Replace chemical or chlorinated cleansers with citrus and water-based products.
Use vinegar mixed with water as an everyday glass cleaner.
Use water-based (latex) paints whenever possible.
Use solar timers for parking lot and walkway lighting.
Install motion sensors to turn lights on/off where appropriate.
Select landscaping plants that require minimal maintenance and attract bees and butterflies.
Place sprinkler systems on a timer and monitor for leaks.
Water lawns in the morning to avoid evaporation in the afternoon and disease from evening dampness.
Instruct grounds maintenance personnel to adjust the cutting height of their lawnmowers so that the grass is not cut too short.
Instruct grounds maintenance personnel to leave grass clippings on the lawn to decrease the amount of watering needed.
Direct rainwater from downspouts onto plants.
Purchase remanufactured business furniture. Donate used furniture to charities or sell to used-equipment dealers.

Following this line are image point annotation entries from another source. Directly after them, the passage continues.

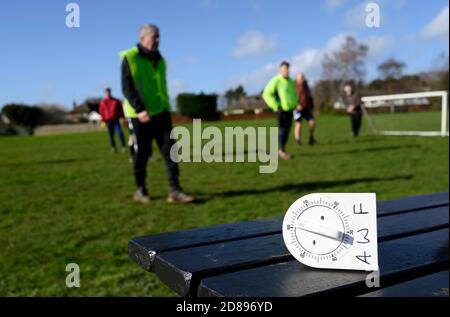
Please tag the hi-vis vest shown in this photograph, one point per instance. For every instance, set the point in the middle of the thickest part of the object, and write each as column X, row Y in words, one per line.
column 150, row 82
column 281, row 92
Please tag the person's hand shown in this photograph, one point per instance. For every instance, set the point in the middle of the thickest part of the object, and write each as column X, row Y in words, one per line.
column 144, row 117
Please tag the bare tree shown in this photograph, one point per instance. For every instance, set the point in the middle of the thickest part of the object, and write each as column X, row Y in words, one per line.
column 391, row 69
column 346, row 63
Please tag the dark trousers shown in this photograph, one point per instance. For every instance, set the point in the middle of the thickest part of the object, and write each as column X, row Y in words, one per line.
column 284, row 119
column 356, row 119
column 114, row 126
column 143, row 134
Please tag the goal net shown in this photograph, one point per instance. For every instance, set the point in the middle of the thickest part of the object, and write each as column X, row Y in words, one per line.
column 421, row 114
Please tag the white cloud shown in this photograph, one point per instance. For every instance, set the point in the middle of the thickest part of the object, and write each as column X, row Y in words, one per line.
column 438, row 27
column 254, row 44
column 309, row 61
column 331, row 5
column 355, row 18
column 176, row 87
column 378, row 45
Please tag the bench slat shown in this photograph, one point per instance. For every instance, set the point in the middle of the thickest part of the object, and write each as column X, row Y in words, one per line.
column 399, row 259
column 143, row 250
column 433, row 285
column 181, row 270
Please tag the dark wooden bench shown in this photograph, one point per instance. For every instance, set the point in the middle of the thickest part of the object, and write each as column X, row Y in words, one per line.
column 250, row 259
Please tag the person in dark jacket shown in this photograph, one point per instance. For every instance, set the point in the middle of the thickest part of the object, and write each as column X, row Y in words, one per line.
column 147, row 109
column 111, row 111
column 304, row 110
column 352, row 102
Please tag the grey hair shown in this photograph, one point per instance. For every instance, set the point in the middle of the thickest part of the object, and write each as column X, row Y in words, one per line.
column 148, row 29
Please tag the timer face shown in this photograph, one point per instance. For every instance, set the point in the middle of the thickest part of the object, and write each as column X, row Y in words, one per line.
column 333, row 231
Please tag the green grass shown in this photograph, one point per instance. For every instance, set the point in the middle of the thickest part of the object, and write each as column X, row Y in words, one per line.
column 67, row 199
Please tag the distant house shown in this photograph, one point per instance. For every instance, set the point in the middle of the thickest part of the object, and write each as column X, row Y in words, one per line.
column 79, row 113
column 247, row 104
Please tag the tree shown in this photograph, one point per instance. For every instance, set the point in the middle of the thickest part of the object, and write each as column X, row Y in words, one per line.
column 25, row 116
column 391, row 69
column 346, row 63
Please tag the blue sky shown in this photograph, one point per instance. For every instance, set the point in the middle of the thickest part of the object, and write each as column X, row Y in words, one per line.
column 210, row 45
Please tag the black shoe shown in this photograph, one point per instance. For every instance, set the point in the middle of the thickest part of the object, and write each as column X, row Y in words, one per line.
column 179, row 197
column 141, row 196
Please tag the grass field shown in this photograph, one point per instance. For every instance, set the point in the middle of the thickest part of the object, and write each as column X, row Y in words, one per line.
column 67, row 199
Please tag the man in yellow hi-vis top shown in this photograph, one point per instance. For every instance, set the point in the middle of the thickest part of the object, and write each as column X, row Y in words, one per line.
column 147, row 109
column 281, row 96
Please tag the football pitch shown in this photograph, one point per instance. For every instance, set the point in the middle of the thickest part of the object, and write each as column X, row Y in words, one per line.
column 67, row 199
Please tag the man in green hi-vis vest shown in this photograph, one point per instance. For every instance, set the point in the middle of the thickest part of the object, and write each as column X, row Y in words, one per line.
column 281, row 96
column 147, row 109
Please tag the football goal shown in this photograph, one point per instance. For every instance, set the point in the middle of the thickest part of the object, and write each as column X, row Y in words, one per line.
column 421, row 114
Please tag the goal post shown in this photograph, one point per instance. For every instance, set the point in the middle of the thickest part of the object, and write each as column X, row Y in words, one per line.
column 373, row 102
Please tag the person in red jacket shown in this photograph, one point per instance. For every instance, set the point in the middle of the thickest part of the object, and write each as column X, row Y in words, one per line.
column 111, row 112
column 304, row 110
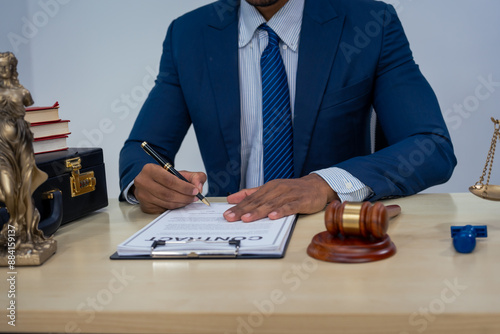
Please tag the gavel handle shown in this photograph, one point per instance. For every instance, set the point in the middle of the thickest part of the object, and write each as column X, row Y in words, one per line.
column 393, row 210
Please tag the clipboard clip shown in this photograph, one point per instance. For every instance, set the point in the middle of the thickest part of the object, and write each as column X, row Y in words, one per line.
column 166, row 253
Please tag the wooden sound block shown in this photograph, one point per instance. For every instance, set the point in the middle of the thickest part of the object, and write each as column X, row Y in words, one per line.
column 350, row 249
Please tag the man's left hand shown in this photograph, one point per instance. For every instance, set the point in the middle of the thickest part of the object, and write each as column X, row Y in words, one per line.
column 280, row 198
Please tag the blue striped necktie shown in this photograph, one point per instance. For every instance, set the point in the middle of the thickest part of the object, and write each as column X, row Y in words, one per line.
column 276, row 113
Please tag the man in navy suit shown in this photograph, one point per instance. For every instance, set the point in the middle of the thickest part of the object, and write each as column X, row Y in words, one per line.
column 343, row 59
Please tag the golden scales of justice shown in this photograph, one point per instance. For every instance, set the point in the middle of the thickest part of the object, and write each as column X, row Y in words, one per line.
column 481, row 189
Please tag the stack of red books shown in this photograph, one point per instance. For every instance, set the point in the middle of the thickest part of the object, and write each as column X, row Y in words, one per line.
column 49, row 130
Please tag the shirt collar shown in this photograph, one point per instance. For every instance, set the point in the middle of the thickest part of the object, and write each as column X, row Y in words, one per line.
column 286, row 23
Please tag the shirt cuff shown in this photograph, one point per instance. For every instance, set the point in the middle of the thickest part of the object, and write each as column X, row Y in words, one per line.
column 128, row 195
column 347, row 187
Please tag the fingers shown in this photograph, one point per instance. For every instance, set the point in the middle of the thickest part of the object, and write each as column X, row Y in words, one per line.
column 240, row 195
column 158, row 190
column 280, row 198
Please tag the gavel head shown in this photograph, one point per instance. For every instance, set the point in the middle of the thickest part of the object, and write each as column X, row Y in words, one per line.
column 357, row 219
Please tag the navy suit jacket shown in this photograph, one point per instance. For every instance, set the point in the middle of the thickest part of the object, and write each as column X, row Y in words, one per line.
column 353, row 57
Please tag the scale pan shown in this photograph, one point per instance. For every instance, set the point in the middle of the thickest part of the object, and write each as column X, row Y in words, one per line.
column 489, row 192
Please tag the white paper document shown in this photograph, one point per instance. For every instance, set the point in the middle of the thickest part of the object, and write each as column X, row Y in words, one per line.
column 198, row 230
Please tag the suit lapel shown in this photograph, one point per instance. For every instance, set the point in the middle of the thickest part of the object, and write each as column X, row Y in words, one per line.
column 221, row 43
column 319, row 40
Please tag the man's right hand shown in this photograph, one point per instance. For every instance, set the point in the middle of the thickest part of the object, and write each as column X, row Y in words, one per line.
column 158, row 190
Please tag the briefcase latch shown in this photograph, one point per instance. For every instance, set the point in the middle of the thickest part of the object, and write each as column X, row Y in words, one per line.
column 81, row 183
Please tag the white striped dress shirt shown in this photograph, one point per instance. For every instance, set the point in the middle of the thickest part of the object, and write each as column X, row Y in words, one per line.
column 286, row 23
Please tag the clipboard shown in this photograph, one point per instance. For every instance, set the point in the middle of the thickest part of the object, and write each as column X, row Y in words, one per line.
column 231, row 249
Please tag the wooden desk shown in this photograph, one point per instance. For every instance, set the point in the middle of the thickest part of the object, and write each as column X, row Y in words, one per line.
column 425, row 288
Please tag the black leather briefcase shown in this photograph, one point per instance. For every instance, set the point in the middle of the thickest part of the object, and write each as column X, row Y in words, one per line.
column 76, row 186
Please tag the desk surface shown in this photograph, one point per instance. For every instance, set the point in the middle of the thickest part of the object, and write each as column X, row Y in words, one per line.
column 426, row 287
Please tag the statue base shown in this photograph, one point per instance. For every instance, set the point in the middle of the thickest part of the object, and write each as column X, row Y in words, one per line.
column 349, row 249
column 29, row 254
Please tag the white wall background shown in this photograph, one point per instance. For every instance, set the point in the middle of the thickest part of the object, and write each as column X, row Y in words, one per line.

Rent equipment that is used infrequently.
Donate surplus building materials to Habitat for Humanity's Restore. Donate other types of scrap and surplus materials to St. Louis Teacher's Recycle Center, Leftovers, etc. or Kidsmart Tools for Learning.
Reuse foam peanuts, bubble wrap, and other packing material. Call the Peanut Hotline, for a listing of businesses in your area that will accept foam peanuts for reuse.
Return or reuse wooden pallets.
Use re-refined motor oil in company vehicles.
Use rechargeable batteries instead of disposables and recycle those batteries when their useful life is over.